They are 88. They have to pay a handyman to care for the outside and odd jobs and a house cleaner to vacuum. My mom wont let her clean the bathrooms and they are pretty nasty when I visit. I visit at least once a week. but should more often. I don't work. But I find it so hard to communicate with them when I do. I am alone most of the time and have no stories to entertain them. But now my mother may have colon cancer, we are waiting for results and I think this will be the time they will need someone there 24/7. Thinking of moving into their upstairs area, but, my parents can be so domineering at times its unbearable. And my father can be quite insulting at times. I know the answer is yes move in and care for them. They put up with my crap as a teenager. Now I have to put up with theirs and take care of them. Im just worried about getting yelled at all the time again...
If the parents and the child never got along, add caregiving and you get disaster.
You didn't say why you don't work...are you retired? If not, are you disabled? If neither of them, then what?
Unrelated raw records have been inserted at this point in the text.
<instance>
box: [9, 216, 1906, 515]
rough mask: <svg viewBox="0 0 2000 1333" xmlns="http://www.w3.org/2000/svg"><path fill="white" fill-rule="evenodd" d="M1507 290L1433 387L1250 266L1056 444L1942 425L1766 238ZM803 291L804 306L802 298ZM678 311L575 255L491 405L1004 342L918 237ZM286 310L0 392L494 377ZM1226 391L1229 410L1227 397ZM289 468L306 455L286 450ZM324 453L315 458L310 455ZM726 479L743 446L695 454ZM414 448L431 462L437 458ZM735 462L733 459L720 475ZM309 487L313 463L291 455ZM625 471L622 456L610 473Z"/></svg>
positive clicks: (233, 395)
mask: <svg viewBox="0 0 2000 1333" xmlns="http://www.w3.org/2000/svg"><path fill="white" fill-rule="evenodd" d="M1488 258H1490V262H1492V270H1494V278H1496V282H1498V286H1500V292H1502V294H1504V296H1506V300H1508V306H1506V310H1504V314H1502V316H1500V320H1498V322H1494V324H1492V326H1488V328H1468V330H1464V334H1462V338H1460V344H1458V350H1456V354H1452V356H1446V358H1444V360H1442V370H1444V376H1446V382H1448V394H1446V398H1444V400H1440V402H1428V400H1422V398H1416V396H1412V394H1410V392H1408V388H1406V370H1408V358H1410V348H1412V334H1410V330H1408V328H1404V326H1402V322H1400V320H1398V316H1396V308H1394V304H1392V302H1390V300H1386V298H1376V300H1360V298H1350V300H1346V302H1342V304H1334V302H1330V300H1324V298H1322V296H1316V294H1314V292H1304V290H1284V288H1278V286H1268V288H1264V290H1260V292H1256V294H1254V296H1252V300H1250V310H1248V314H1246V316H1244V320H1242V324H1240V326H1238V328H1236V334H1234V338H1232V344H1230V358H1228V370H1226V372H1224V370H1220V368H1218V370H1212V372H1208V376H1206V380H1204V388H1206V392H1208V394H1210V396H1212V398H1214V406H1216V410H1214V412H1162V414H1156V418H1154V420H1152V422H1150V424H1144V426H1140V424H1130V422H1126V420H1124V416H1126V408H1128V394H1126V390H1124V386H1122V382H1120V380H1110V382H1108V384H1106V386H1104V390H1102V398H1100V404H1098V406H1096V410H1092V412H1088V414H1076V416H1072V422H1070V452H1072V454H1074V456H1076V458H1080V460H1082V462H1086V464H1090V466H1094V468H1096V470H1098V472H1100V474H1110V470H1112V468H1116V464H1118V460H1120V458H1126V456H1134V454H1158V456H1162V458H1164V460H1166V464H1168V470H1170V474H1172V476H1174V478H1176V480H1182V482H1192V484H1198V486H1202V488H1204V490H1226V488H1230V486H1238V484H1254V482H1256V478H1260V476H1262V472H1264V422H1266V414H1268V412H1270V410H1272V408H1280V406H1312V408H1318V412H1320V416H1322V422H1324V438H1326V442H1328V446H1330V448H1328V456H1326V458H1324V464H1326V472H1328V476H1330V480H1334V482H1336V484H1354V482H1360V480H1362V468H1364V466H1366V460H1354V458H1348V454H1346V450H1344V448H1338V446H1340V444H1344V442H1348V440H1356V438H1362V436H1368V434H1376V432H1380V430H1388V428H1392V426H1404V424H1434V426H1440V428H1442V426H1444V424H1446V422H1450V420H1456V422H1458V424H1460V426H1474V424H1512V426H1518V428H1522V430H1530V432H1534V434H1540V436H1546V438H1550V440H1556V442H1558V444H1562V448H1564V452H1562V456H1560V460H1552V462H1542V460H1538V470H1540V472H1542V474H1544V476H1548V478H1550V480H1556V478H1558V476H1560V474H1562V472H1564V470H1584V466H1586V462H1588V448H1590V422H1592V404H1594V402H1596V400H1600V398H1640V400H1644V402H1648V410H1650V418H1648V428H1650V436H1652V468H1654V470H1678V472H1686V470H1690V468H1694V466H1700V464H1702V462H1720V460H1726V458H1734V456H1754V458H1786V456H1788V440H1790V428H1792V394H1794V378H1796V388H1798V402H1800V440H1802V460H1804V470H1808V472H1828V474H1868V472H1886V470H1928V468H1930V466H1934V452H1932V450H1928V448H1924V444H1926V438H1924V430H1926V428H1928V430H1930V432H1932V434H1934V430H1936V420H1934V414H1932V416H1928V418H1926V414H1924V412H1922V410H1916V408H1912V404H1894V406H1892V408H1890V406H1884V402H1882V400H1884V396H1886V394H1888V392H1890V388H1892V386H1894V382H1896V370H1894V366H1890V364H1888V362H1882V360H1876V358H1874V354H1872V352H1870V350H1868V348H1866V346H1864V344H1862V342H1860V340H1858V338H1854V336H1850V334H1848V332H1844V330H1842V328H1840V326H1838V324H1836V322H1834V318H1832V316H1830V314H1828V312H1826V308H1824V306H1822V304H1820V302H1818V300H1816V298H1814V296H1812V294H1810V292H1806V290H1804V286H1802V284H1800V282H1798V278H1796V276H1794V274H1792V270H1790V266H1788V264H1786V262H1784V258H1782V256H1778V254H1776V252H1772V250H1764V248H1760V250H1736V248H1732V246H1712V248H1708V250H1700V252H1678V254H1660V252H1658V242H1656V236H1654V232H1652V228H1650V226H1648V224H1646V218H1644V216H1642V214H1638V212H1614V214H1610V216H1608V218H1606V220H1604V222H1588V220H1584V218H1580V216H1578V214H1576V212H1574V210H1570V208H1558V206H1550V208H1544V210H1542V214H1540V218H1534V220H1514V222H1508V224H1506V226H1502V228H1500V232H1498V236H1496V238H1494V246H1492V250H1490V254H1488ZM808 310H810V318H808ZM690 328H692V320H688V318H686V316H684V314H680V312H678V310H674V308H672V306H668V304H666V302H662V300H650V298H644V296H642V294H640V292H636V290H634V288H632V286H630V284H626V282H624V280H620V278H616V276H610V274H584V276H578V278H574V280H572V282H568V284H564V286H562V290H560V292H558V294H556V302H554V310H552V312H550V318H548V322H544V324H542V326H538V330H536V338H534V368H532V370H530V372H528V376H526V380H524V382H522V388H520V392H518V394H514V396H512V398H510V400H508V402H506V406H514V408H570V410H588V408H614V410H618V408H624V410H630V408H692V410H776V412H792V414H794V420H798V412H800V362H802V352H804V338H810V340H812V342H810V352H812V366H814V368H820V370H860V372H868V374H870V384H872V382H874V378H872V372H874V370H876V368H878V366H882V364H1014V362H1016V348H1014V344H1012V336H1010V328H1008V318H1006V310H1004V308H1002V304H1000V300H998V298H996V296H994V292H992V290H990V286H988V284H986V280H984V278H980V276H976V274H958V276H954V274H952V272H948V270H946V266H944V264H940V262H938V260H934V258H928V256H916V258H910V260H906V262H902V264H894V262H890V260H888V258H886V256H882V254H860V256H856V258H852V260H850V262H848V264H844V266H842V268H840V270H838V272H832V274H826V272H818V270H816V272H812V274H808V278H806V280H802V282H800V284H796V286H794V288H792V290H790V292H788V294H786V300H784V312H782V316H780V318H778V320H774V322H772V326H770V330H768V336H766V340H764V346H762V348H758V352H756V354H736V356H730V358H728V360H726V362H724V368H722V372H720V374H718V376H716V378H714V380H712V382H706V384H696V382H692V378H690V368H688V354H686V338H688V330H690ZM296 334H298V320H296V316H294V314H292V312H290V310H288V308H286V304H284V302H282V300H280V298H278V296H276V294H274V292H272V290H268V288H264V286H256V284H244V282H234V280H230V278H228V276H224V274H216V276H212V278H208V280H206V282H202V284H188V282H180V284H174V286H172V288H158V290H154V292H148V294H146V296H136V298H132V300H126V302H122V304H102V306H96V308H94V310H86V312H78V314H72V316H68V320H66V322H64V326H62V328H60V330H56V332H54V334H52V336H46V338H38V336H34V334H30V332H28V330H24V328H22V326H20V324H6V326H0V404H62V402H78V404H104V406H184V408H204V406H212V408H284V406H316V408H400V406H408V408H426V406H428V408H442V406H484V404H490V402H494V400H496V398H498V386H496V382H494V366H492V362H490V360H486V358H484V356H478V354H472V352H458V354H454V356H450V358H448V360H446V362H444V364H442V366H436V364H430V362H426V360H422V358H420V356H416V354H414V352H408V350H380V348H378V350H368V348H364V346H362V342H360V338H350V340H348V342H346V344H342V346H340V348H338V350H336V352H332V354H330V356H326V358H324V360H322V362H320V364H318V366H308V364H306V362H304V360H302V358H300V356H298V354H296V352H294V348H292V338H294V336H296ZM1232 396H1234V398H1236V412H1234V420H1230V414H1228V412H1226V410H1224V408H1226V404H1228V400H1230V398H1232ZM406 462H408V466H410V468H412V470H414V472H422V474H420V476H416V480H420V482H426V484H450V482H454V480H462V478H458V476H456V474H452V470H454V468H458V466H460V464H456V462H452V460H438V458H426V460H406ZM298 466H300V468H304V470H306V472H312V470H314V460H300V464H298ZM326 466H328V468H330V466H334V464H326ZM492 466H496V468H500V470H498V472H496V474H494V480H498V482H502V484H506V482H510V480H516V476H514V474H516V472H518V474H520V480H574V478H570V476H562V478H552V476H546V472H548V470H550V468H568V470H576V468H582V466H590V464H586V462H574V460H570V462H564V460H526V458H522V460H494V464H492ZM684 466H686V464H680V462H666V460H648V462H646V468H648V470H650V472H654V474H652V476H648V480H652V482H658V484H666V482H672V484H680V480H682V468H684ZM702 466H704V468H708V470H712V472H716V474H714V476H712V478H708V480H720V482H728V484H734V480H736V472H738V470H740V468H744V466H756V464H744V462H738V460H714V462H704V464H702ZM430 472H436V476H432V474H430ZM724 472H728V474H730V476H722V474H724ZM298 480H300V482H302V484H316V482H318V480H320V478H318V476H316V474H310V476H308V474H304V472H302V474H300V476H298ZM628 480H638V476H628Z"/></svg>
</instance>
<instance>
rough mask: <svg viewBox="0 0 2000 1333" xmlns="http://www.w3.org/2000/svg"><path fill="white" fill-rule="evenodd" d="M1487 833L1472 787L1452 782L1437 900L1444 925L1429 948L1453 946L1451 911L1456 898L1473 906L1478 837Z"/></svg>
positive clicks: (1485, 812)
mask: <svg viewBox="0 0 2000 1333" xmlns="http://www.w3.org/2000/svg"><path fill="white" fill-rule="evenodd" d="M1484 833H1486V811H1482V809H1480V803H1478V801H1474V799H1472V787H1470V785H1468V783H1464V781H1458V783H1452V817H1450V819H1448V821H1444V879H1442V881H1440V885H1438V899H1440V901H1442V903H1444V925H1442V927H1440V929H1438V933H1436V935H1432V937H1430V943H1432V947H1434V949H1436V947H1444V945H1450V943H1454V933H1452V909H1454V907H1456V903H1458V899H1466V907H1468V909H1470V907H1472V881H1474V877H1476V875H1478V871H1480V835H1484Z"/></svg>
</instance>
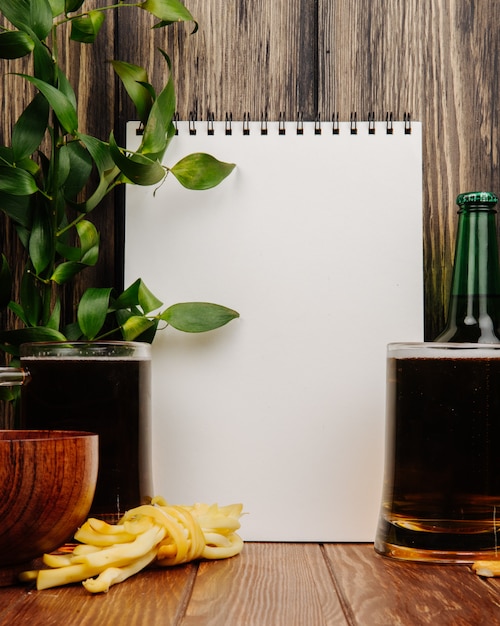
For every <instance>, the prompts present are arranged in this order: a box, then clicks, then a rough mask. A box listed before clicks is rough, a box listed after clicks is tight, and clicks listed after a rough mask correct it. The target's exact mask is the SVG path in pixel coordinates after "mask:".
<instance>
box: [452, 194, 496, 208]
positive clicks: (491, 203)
mask: <svg viewBox="0 0 500 626" xmlns="http://www.w3.org/2000/svg"><path fill="white" fill-rule="evenodd" d="M497 202H498V198H497V197H496V195H495V194H494V193H492V192H491V191H468V192H467V193H461V194H459V195H458V196H457V204H458V206H459V207H463V206H464V205H466V204H480V205H482V206H495V204H496V203H497Z"/></svg>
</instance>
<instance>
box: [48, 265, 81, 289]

I think your circumstances make a difference on this decision...
Again Please find outside help. My Mom's been living with me for 12 years and she started out independent but at 91 that is not the case anymore. I can't work anymore, I can't leave over night, I have to watch her daily because just recently she's started to wander outside' the list goes on and on....Good luck and think twice about moving in, most days either I want to bang my head against a wall or cry!
You visit at least once a week now, but you have a hard time bringing yourself to come more often. How will you be able to tolerate 24/7 with them if you can't stand it now?
For some people moving into their parents' home is a good solution. But it is not for everyone. Please don't rush into this because you "have to." Consider not only what is best for your parents, but what can work for you, too.
IF after seriously exploring all options you feel moving in with them is what you want to do, establish boundaries and ground rules right up front. Make moving in with them conditional on them agreeing to certain things. For example, you want to live in a clean house and the role of the cleaning person has to be expanded. The upstairs is your domain, and off-limits to them. They have to agree to use life-alert devices when you are out. Etc. Again, browsing these discussion boards will help you see what issues often arise, and to prepare for them.
Of course you want what is best for them. Remember that your life has value and meaning, too. You deserve what is best for you. I hope you come up with a plan that will be totally one-sided, but that will allow all three of you your dignity and safety.